Сознаюсь, что если меня употребление иностранных слов без надобности озлобляет (ибо это затрудняет наше влияние на массу), то некоторые ошибки пишущих в газетах совсем уже могут вывести из себя. Например, употребляют слово "будировать" в смысле возбуждать, тормошить, будить. Но французское слово "будэ" значит сердиться, дуться. Поэтому будировать значит на самом деле "сердиться", "дуться". Перенимать французски-нижегородское словоупотребление значит перенимать худшее от худших представителей русского помещичьего класса, который по-французски учился, но, во-первых, не доучился, а во-вторых, коверкал русский язык. Не пора ли объявить войну коверканью русского языка?"
И это написал не Пётр Пильский…
Это - тоже ВЛАДИМИР ИЛЬИЧ ЛЕНИН.
Статья была опубликована 3 декабря 1924 года в газете "Правда" № 275.
И это ещё не всё!
18 ЯНВАРЯ 1920 года председатель Совета народных комиссаров В. И. Ленин направил письмо Народному комиссару просвещения А. В. Луначарскому:
"Тов. Луначарский! Недавно мне пришлось - к сожалению и стыду моему, впервые, - ознакомиться с знаменитым словарем Даля. Великолепная вещь, но ведь это областнический словарь и устарел. (Словарь Даля был впервые издан в семидесятых годах XIX века. - С. К.). Не пора ли создать словарь настоящего русского языка, скажем, словарь слов, употребляемых теперь классиками, от Пушкина до Горького… Как бы Вы отнеслись к этой мысли? Словарь классического русского языка? Не делая шума, поговорите со знатоками, ежели не затруднит, и сообщите мне Ваше мнение.
Ваш Ленин".
Так началась история первого современного словаря русского языка… Пятого мая того же года Ленин пишет письмо уже М. Н. Покровскому, где ещё раз излагает идею создания словаря и просит проверить, "делается ли?".
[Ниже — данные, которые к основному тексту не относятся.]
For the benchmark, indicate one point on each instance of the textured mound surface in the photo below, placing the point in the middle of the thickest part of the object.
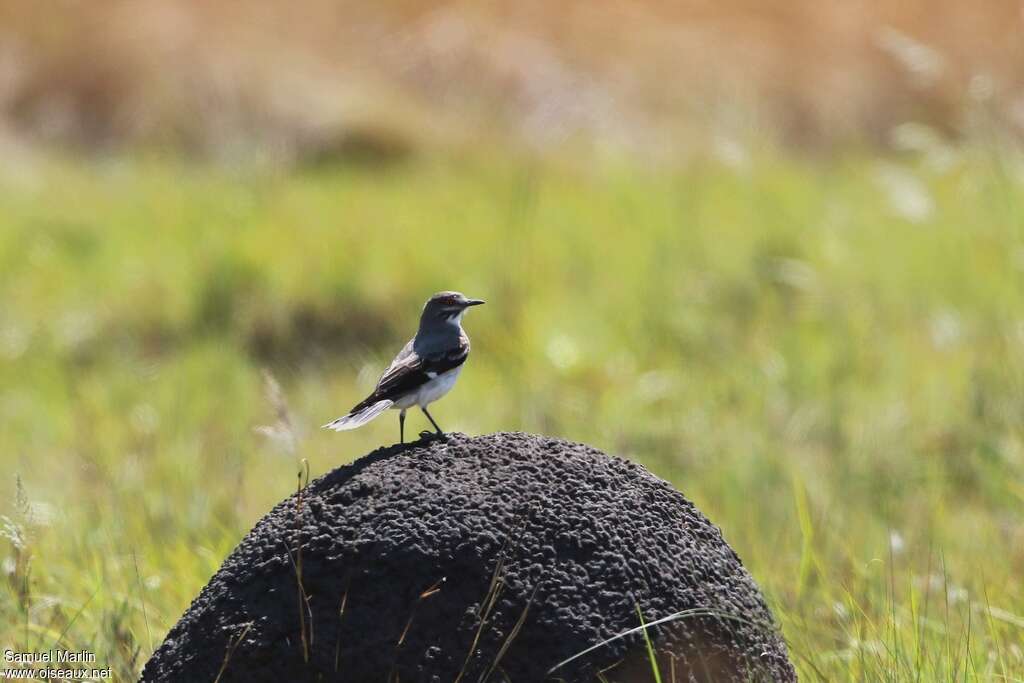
(486, 558)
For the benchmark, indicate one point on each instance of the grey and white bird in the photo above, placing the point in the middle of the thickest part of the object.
(425, 369)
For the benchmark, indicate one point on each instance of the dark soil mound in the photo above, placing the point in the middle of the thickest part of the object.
(486, 558)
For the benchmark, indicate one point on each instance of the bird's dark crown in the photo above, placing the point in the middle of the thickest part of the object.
(445, 305)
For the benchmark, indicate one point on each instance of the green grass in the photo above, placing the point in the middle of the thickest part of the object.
(826, 357)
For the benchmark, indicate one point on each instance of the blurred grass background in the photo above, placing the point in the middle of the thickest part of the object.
(772, 252)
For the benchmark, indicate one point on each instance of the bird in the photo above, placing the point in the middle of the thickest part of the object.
(425, 369)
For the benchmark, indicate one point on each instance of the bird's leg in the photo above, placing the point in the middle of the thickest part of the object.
(439, 431)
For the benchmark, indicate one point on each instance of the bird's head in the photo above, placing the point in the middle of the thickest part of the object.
(446, 307)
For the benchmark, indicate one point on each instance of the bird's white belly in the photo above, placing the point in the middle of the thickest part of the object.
(431, 391)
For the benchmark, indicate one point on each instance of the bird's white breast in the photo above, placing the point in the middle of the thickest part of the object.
(437, 387)
(430, 391)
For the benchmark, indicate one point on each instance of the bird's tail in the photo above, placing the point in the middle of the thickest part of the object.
(359, 417)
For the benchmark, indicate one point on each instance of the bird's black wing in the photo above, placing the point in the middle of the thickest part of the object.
(410, 371)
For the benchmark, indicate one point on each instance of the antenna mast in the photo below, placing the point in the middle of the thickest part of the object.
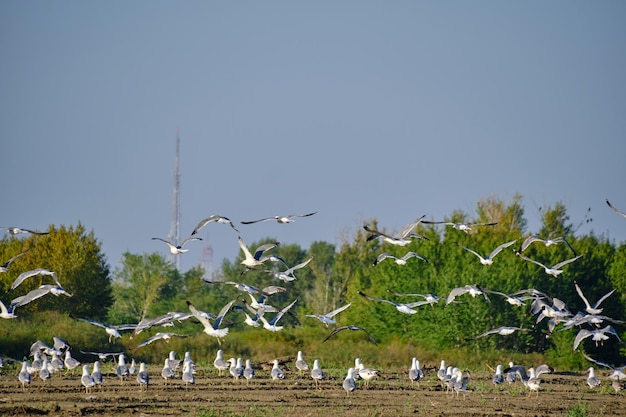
(174, 235)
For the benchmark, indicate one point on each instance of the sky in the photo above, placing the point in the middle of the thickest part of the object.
(358, 110)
"Делалось", судя по всему, со скрипом, и "главный губитель русского языка" принимается за дело "погубления" всерьёз, в течение короткого времени направив заместителю наркома просвещения РСФСР Е. А. Литкенсу несколько писем. Вот извлечения из них…
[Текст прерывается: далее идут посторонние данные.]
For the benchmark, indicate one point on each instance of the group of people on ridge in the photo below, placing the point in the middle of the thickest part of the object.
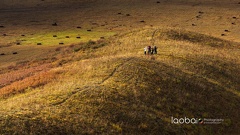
(150, 50)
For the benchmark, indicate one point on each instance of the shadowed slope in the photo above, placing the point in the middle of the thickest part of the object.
(127, 95)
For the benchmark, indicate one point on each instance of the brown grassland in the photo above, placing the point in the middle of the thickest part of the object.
(78, 67)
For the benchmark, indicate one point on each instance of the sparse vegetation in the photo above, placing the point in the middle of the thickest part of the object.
(102, 83)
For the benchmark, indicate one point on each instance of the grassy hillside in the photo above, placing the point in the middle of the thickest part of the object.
(78, 67)
(115, 89)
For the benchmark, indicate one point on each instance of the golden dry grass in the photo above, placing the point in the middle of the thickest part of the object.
(110, 87)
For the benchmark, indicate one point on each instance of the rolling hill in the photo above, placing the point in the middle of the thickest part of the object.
(102, 83)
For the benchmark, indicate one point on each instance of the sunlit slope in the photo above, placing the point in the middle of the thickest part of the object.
(116, 89)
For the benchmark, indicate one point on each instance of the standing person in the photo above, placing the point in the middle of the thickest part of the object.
(149, 50)
(155, 49)
(145, 50)
(152, 51)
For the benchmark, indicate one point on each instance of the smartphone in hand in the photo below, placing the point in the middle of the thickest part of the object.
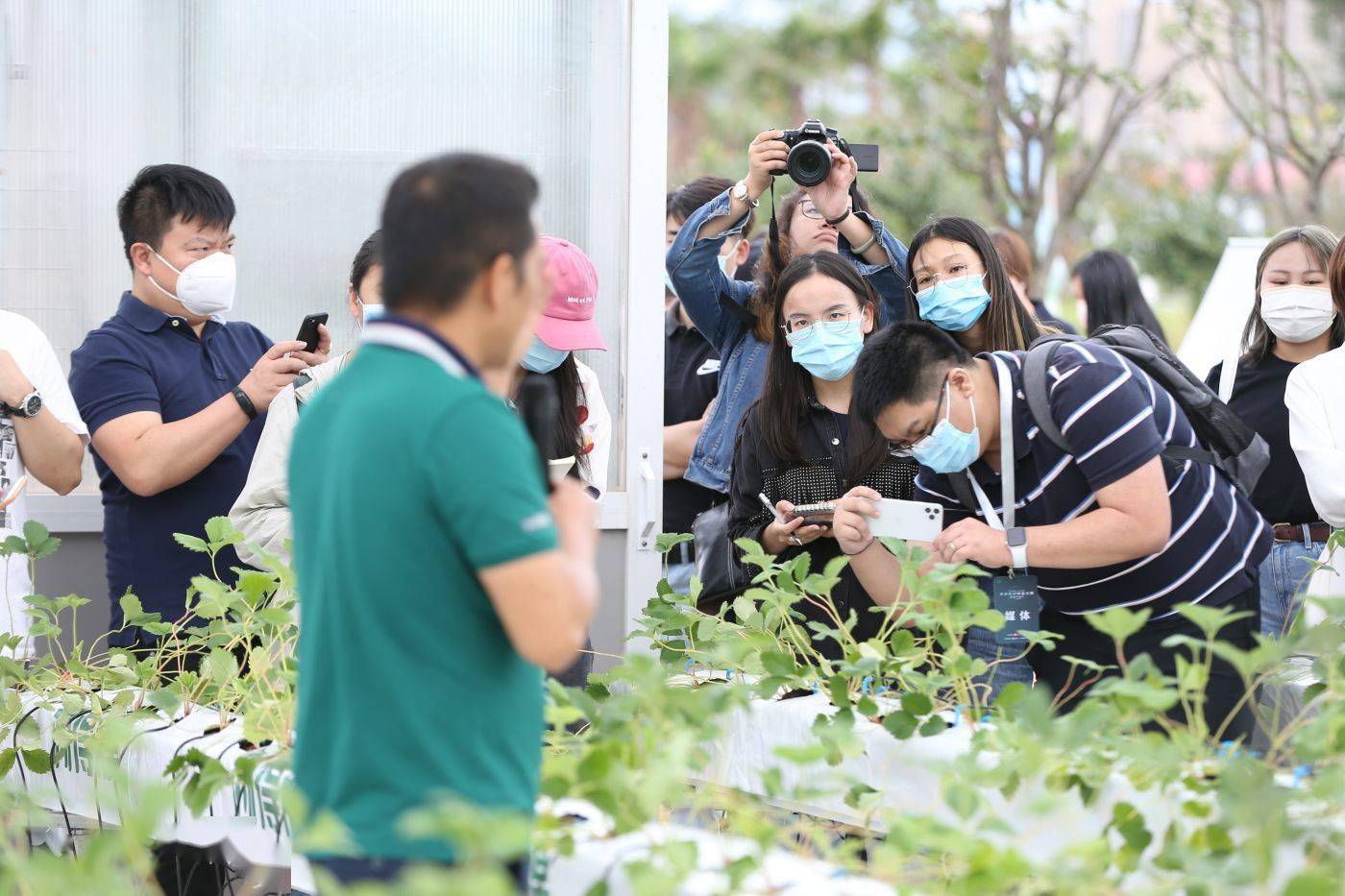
(308, 329)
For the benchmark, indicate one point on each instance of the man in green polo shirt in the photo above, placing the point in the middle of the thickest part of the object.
(434, 573)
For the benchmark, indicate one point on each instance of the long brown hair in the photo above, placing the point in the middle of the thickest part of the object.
(1009, 326)
(1335, 276)
(784, 397)
(1320, 244)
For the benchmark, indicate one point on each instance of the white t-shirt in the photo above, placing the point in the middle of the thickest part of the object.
(33, 352)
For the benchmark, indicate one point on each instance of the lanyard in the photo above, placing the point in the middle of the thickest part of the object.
(1006, 459)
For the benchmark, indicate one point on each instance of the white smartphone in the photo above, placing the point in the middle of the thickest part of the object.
(907, 520)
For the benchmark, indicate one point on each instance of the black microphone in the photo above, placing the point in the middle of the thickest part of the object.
(540, 408)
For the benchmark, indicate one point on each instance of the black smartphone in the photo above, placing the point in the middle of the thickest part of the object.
(308, 329)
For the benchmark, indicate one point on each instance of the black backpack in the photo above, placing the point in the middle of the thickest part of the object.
(1230, 444)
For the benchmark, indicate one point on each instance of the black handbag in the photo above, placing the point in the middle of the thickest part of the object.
(722, 577)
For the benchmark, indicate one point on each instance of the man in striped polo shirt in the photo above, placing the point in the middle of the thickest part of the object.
(1115, 523)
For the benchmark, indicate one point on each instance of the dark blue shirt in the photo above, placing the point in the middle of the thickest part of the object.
(1116, 419)
(144, 359)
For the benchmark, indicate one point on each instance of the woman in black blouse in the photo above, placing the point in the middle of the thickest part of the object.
(1293, 321)
(797, 444)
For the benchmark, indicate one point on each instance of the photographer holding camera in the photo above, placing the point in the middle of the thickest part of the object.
(736, 316)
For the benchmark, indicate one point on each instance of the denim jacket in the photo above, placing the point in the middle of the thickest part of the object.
(719, 308)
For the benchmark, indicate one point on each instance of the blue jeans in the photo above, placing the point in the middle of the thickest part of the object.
(981, 644)
(1284, 576)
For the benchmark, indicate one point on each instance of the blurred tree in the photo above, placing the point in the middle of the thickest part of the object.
(1290, 103)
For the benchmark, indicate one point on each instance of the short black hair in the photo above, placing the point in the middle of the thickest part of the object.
(683, 201)
(905, 362)
(370, 254)
(447, 220)
(161, 193)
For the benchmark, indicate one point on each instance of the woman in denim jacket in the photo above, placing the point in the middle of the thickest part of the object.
(730, 312)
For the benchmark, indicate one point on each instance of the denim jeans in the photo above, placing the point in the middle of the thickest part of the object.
(1284, 576)
(981, 644)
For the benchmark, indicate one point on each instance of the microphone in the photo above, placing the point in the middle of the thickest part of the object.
(540, 408)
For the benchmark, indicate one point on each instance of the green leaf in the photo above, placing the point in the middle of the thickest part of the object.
(221, 532)
(37, 761)
(1118, 623)
(191, 543)
(131, 606)
(917, 704)
(164, 700)
(221, 666)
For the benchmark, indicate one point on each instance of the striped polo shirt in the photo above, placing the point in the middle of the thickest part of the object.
(1116, 419)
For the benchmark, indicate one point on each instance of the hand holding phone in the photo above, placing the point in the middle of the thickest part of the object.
(907, 520)
(308, 331)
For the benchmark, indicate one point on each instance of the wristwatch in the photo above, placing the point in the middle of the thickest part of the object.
(1017, 539)
(30, 406)
(740, 193)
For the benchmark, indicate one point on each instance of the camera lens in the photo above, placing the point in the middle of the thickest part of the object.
(809, 163)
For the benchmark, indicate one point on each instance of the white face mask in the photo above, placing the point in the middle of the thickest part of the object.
(1298, 314)
(206, 285)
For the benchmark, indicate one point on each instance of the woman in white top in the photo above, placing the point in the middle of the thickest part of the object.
(1315, 399)
(1291, 322)
(261, 512)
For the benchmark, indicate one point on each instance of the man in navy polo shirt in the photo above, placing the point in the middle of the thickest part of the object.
(1113, 523)
(172, 395)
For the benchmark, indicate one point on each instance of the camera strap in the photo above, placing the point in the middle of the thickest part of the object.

"Как стоит дело с комиссией учёных, составляющих словарь… русского языка? Я давно, много раз уславливался об этом с Покровским и Луначарским…"
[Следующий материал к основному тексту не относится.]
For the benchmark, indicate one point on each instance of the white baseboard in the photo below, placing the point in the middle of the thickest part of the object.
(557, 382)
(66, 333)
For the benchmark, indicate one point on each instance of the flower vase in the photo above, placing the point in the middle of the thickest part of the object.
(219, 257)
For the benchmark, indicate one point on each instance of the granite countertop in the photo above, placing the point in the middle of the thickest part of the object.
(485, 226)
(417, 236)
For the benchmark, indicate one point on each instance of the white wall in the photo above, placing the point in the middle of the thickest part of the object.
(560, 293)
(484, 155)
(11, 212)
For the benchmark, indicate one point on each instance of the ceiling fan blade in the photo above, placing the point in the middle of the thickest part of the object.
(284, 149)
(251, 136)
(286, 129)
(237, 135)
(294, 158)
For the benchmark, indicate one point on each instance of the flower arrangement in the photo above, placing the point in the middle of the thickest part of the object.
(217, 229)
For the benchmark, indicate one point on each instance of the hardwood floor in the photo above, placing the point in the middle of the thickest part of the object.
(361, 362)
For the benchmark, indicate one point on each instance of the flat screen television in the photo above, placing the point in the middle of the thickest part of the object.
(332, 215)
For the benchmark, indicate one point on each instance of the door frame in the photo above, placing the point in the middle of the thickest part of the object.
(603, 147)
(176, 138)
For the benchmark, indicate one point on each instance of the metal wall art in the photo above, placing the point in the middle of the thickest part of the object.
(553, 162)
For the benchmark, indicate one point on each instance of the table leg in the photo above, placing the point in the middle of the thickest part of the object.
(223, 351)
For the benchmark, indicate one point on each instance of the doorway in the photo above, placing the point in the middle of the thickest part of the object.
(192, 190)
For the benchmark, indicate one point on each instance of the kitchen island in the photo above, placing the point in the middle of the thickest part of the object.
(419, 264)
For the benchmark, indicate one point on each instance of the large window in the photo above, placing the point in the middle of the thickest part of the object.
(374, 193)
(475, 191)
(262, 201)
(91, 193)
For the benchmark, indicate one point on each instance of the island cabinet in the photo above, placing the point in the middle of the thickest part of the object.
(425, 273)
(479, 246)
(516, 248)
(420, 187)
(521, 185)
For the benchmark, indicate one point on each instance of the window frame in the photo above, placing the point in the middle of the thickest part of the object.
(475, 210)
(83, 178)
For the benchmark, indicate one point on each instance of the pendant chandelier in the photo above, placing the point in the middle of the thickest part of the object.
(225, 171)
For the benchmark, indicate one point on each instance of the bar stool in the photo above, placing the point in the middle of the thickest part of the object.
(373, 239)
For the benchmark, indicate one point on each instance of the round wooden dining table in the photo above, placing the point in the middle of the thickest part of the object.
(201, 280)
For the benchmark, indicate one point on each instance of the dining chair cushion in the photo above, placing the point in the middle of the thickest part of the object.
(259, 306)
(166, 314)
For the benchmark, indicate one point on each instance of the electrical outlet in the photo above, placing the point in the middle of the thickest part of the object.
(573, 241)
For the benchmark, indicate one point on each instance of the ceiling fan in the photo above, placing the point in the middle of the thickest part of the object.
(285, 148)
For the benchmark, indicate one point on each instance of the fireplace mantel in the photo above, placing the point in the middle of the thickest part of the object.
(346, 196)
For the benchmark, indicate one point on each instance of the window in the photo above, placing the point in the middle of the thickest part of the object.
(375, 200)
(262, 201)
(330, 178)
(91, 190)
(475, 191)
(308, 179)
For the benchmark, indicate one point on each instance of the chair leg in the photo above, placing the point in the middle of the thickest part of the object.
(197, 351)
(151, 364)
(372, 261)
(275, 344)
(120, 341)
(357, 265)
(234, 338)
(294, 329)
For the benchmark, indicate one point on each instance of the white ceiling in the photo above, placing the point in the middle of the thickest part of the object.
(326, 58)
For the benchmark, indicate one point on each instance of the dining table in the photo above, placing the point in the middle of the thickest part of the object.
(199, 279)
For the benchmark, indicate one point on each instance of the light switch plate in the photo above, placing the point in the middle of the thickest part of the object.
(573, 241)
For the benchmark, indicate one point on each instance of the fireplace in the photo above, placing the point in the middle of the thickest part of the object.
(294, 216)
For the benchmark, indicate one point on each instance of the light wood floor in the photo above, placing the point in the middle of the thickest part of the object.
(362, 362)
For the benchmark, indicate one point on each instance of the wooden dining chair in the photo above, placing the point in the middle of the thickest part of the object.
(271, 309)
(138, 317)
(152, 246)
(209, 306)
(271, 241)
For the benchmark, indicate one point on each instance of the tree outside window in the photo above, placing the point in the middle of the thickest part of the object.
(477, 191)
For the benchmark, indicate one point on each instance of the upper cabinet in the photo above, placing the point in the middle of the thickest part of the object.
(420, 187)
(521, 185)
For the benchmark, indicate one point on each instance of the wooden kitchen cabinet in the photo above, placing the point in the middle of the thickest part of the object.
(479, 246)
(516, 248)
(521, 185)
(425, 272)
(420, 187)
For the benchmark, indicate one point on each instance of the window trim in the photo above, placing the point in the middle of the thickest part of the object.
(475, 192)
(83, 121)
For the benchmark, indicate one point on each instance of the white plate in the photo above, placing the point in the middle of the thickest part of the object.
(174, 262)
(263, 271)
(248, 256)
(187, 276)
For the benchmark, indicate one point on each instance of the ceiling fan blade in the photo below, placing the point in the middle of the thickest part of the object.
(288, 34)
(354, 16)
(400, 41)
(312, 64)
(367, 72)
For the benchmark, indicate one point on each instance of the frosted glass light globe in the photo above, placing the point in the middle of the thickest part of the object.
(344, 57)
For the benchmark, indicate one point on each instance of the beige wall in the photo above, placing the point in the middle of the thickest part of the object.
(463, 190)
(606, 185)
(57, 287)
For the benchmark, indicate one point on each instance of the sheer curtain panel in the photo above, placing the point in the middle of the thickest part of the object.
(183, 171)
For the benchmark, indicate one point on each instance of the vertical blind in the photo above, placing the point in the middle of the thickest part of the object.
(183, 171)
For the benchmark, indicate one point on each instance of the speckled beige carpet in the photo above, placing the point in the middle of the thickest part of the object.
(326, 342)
"Назначьте комиссию 3–5 лучших филологов… Задание - краткий… словарь русского языка (от Пушкина до Горького). Образцового, современного, по новому правописанию".
"Приблизительно через месяц… сделайте формальное постановление и назначьте ответственное лицо".
В одном из писем Литкенсу Ленин, кстати, пишет о необходимости обеспечить учёных красноармейским пайком.
Результатом стала работа над словарём, которую возглавили И. И. Гливенко, Д. Н. Ушаков, Н. Н. Дурново, П. Н. Сакулин, А. Е. Грузинский и А. А. Буслаев. Словарь, как сказано в примечании 254 тома 52 Полного собрания сочинений В. И. Ленина, готовили более 30 учёных Москвы и Петрограда. К осени 1923 года в основном был подготовлен первый том, однако, как было далее сказано в том же примечании, "закончить работу в тот период так и не удалось".
Не в связи ли с кончиной "главного губителя" русского языка не удалось закончить эту работу?
Работа над словарем была возобновлена лишь в 1927 году. И новый толковый словарь русского языка в четырёх томах, составленный под редакцией Д. Н. Ушакова, был издан в 1935 году, когда страной руководил уже Сталин - блестящий знаток и ревнитель чистоты русского языка, вернувший в него звонкую карамзинскую букву "Ё". В предисловии к I тому "Словаря" Ушакова было сказано, что составители старались придать словарю характер, отвечающий тем требованиям, которые предъявлял В. И. Ленин к образцовому толковому словарю современного русского литературного языка.
Вот так.
КОНЕЧНО, Пётр Пильский всего этого мог не знать, но О. Михайлов и мог, и обязан был знать всё это. Или, по крайней мере, узнать до того, как выпускать на свет божий скользкую, холодную, змеиную ложь в адрес Ленина.
Да, Ленин нередко за стилистической чистотой не гнался, но его задачи и не требовали от него тщательной языковой чистоты. Тем не менее он ей обладал и к ней стремился. Ведь Ленин был человеком высокой культуры. К тому же, далеко не всегда начётническая языковая норма уместна. Сергей Есенин писал: "Остался в прошлом я одной ногою, / Стремясь догнать стальную рать, / Скольжу и падаю другою"…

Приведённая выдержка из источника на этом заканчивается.